At issue is the need to deal with the breakout of avian flu, which has reached a crisis point with 30 chicken farms sealed off by the Food Inspection Agency from the Pacific Ocean to Chilliwack. Some 19 million chickens are to be killed over the next couple of weeks, all to rid the area of avian flu. 15 million of those birds designated as broilers will be “salvaged” which means they will eventually make their way to market, apparently considered healthy and not infected with the avian flu, they’ll live to die another day in the not too distant future. But that still leaves roughly 4 million birds to meet their end fast in either an incinerator or a land fill, and those 4 million birds seem to be causing some major distress in the heartland.

The preferred method of disposal is apparently burning, but the prospect of that many chickens going to the hothouse must have seemed rather daunting to the officials, as plan B quickly became the preferred idea. Double bagging the gassed chickens and trucking them to such places as the Cache Creek landfill, and other similar landfills around the province.

The folks in the heartland a little alarmed at the prospect of decomposing chickens resting in their neck of the woods have risen as one; a blockade went up in Cache Creek a few days ago, to turn back any truck carrying chickens for disposal. Signs stating that “no chicken will cross this road” sprung up like weeds on a hot Spring afternoon. The government misread the heartland on this one, the general feeling is if the chicken farms are in the Lower Mainland, then so should their dead byproduct. A Provincial emergency or not, the convoy of trucks heading east, with their diseased loads is not welcome at their dumps. Agriculture Minister John Van Dongen plans a meeting on Friday with the mayors of the landfill sites identified as home for the deceased birds, and while he has been backpedaling a bit about the landfill option, he says if they don’t address the issue fast it will only get worse. The prospect of RCMP escorts of truck conveys to the dump is not going to be a great visual image for a beleaguered government.

But the disposal of the dead is just a small part of the troublesome issue, what has yet to be explained is how such a widespread breakout took place in the first place. The Tyee has done an extensive piece on the issue of corporate farming in the lower mainland, one which raises many questions about the industry. It questions the current thinking that the avian flu was introduced by wild fowl in the area, apparently infecting the corporate chickens at will. As the Tyee points out, if the wild fowl are the culprits how come there is not a massive cull of those birds?

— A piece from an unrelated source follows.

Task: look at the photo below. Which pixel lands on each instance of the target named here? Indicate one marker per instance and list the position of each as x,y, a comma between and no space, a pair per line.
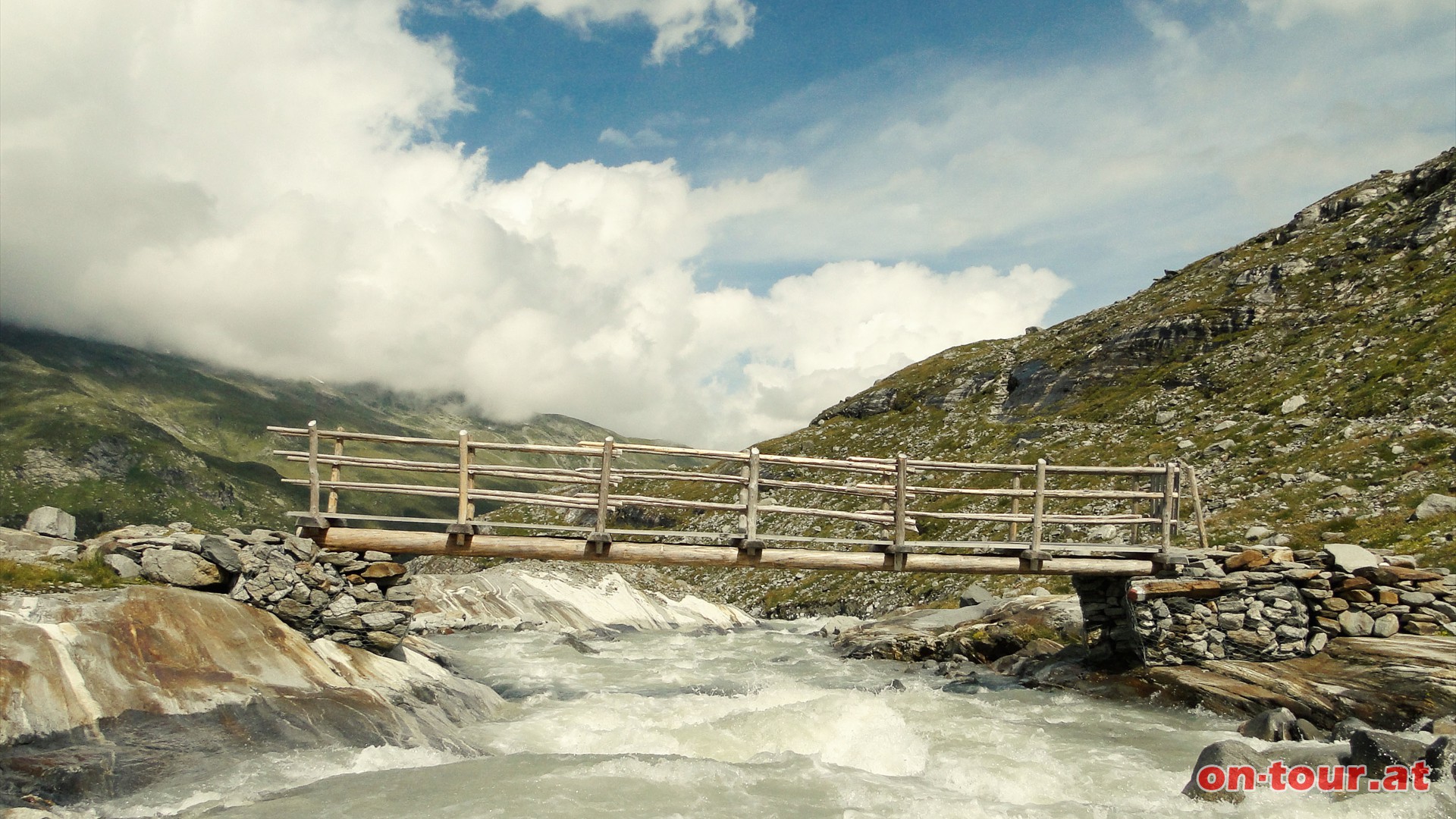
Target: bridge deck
902,502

Another thing that has struck me as strange is, if the Fraser Valley is in such a critical state at the moment, how come the avian flu has not spread across the border to Whatcom county and Washington state chicken farms. It seems hard to believe that the wild fowl are so disciplined as to not stray over the US border, Homeland security act or not. Perhaps there is something in the corporate farming environment that has led to this outbreak, until we get a better understanding of just what has happened and why, then the NIMBY factor will rule the day.

Fear is a very great motivating factor, and judging at how little information has been provided by the government on this issue, fear rules. I can fully understand the concern of the folks in Cache Creek and other selected destinations. It’s easy to say there’s no health risk at hand, much harder to actually provide proof. And who wants to be the one to say I told you so at the end of the day, when it may be too late. It’s obvious that these birds have to be disposed of as quickly as possible, but to just dump them in the laps of the folks of the heartland seems like a rather arrogant position. To not fully explain the situation to them and the rest of the province, once again shows how out of touch with the people that this government seems to be getting day by day.